South Korean First Vice Foreign Minister Cho Tae-yong told the Japanese Ambassador Bessho Koro that Tokyo was trying to undermine its own apology when the history behind the issue of "comfort women" was recognised internationally.
"Japan must understand that the more the Abe government tires to undermine the Kono statement, the more its credibility and international reputation will suffer," Cho said.
"Comfort women" is the euphemism for women forced to serve in military brothels serving Japanese soldiers before and during World War Two.
South Korea has protested against the conclusion of a Japanese panel reviewing the 1993 statement named after then-Chief Cabinet Secretary Yohei Kono that the two countries had worked together on the sensitive wording of the apology.
It rejected the finding that South Korea was involved in the formulation of the apology, saying the document was a formal statement by the Japanese government and the facts behind the comfort women issue had never been up for discussion.
The topic of comfort women has long been a thorn in the two countries` ties.
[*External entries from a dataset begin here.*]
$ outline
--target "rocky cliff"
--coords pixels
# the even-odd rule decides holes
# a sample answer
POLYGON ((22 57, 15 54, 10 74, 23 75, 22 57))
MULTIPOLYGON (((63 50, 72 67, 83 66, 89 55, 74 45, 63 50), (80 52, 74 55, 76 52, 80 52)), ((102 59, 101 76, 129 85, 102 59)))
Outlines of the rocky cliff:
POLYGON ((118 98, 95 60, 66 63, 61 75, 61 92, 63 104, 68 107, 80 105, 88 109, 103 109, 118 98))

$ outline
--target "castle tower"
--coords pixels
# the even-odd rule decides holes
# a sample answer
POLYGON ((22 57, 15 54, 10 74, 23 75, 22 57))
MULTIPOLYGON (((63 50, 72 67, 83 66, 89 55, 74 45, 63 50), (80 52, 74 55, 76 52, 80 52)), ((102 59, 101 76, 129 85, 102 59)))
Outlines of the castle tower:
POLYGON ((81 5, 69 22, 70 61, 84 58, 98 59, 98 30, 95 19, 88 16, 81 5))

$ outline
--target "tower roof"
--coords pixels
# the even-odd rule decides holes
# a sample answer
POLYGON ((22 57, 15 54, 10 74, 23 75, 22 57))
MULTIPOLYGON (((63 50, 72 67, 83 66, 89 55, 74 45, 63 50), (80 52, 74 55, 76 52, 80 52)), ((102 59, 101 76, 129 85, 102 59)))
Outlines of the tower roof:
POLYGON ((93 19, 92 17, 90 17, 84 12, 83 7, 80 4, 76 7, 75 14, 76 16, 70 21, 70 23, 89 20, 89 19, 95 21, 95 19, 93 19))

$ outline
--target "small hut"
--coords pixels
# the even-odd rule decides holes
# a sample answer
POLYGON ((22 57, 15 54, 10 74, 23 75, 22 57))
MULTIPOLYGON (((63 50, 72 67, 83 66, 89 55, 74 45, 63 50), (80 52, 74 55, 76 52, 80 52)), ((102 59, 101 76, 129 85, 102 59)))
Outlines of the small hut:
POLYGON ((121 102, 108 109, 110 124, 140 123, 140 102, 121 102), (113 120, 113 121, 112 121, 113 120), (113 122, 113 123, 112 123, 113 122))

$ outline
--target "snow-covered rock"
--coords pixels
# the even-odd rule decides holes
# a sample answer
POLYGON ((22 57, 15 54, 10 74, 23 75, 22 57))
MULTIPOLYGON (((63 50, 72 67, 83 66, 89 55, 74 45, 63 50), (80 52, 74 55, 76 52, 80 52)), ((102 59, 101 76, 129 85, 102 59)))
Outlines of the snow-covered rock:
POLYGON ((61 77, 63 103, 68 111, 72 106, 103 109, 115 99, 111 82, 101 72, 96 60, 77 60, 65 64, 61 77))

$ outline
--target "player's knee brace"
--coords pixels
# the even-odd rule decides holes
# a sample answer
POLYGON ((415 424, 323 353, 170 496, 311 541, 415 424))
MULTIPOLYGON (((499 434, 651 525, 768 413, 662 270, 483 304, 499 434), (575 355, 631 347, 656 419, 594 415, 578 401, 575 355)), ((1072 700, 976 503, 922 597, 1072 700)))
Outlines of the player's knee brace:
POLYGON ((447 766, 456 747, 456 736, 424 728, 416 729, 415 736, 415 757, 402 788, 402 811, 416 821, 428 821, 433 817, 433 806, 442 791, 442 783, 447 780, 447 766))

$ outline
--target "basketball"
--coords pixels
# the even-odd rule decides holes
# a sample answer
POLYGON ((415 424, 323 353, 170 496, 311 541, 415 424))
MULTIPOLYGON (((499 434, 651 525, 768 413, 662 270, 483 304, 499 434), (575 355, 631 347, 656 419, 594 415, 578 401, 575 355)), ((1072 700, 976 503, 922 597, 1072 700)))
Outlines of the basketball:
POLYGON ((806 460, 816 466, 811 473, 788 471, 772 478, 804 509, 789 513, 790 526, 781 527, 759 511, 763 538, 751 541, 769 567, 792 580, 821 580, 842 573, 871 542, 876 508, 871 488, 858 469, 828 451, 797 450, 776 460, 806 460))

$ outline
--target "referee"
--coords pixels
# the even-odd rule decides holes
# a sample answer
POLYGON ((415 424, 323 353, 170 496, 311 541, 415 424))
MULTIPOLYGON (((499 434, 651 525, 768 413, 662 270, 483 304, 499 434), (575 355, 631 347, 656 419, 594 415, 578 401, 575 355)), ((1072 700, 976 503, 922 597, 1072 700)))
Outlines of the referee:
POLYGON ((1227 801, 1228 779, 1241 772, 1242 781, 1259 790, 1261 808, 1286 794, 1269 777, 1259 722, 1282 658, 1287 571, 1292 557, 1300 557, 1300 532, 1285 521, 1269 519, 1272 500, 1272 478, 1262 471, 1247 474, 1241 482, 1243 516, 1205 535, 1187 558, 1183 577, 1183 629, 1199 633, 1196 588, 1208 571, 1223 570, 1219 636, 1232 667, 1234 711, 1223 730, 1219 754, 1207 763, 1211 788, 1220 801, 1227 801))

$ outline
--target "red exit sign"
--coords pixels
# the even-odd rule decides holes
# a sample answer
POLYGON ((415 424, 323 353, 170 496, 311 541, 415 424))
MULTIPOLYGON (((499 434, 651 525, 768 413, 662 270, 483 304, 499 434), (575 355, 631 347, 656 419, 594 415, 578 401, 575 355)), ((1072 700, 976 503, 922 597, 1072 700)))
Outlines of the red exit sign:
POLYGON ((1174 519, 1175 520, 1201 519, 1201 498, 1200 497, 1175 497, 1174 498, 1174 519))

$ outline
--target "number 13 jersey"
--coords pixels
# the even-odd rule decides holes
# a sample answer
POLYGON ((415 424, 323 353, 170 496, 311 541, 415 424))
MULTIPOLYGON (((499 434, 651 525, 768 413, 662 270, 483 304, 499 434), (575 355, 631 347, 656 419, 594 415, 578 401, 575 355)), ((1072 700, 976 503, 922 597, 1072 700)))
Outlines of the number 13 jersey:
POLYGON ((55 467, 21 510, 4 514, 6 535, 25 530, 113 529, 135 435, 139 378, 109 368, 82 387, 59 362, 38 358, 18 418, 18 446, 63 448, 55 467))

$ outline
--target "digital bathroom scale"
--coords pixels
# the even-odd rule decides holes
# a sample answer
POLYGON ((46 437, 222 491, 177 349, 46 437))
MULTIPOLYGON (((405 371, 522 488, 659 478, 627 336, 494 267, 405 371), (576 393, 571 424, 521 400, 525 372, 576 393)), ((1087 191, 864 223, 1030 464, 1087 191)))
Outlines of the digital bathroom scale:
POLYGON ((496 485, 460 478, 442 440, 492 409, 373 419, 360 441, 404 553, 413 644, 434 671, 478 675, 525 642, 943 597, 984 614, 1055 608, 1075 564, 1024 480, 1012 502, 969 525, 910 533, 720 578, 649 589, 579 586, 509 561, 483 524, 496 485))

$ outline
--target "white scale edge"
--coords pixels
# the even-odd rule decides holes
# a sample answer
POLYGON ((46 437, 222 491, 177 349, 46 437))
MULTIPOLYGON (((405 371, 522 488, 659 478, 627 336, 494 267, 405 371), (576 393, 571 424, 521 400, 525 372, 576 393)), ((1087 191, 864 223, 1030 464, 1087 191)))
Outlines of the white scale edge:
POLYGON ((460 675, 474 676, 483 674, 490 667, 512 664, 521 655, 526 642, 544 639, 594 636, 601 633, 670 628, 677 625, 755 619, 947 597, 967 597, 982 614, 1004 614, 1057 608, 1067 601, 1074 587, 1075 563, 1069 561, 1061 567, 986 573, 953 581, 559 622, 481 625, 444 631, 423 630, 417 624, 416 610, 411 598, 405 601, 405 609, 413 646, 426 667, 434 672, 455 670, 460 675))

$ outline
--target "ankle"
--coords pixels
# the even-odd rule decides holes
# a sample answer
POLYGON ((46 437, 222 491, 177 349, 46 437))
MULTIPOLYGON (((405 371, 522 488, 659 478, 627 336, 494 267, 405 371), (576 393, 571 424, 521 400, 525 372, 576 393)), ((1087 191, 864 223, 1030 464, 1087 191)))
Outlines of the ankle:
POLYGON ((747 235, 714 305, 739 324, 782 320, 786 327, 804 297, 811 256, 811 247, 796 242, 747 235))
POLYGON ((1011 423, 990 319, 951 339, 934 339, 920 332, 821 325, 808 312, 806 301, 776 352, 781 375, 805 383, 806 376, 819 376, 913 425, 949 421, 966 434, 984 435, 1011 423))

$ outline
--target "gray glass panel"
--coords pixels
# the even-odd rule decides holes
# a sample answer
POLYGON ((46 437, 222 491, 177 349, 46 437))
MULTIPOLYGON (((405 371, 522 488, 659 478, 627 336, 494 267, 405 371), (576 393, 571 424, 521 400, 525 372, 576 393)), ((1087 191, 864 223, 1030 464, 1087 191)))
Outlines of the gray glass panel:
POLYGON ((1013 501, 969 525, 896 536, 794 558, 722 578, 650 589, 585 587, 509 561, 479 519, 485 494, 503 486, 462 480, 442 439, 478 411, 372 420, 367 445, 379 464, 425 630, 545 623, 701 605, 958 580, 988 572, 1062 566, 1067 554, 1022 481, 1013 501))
South Korea says Japan has not sufficiently atoned for the women`s suffering and any attempt at questioning the legitimacy of the apology is an indication of its insincerity.
The legacy of Japan`s 1910-1945 colonial rule of the Korean peninsula has complicated ties between the two allies of the United States in the region that are also involved in diplomatic efforts to end North Korea`s nuclear and missile programmes.
Japanese Prime Minister Shinzo Abe has questioned the Kono statement in the past and in what many saw as a nod to his conservative base, the government asked five experts to review it.
But mindful of the potential diplomatic fallout, Abe has also said he would not revise it.
A summary of the review by Japan’s foreign ministry said that there had been "in-depth coordination on the language of the Kono statement between Japan and the Republic of Korea", the official name of South Korea.
The two sides are also locked in a dispute over a group of islands called Dokdo in Korean and Takeshima in Japanese and controlled by South Korea but claimed by Japan as well.